Sang pengemudi melepas kacamata hitam dan babushaka yang menutupi wajahnya.
“Kamu...“
Sofia tersentak. Dirinya benar-benar terperanjat. Ia tak
sanggup melepaskan pandangan ke arah pengemudi. Sementara Sofia terkejut, sang
pengemudi memanfaatkan celah untuk membuat incarannya panik.
Sang pengemudi menabrak sisi samping mobil hingga mobil
Sofia hilang keseimbangan. Dibenturkannya sekali lagi. Sofia semakin kesulitan
mengontrol setirnya. Ban mobilnya menimbulkan bekas gesekan di atas aspal.
Sang pengemudi terus saja memojokkan mobil Sofia. Ia
menabrak sisi samping mobil berkali-kali sampai bagian luar mobil penyok dan
meninggalkan lecet parah. Konsentrasi Sofia hilang.
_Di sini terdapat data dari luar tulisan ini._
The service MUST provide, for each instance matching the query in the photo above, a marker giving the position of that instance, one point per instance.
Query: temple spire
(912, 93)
Dalam kekacauan, ia membanting
setirnya ke arah kanan.
BRRRAAAAKKK!!!
Suara benturan keras memecah keheningan. Sang pengemudi
mengamati sejenak targetnya. Sofia tak sadarkan diri dengan kondisi kepala
berdarah di depan kemudinya. Ujung mobilnya menabrak pembatas jalan hingga
bengkok. Ia mengulas senyum licik, berlalu pergi dari sana. Ia berharap tak ada
saksi mata melihatnya dalam insiden itu.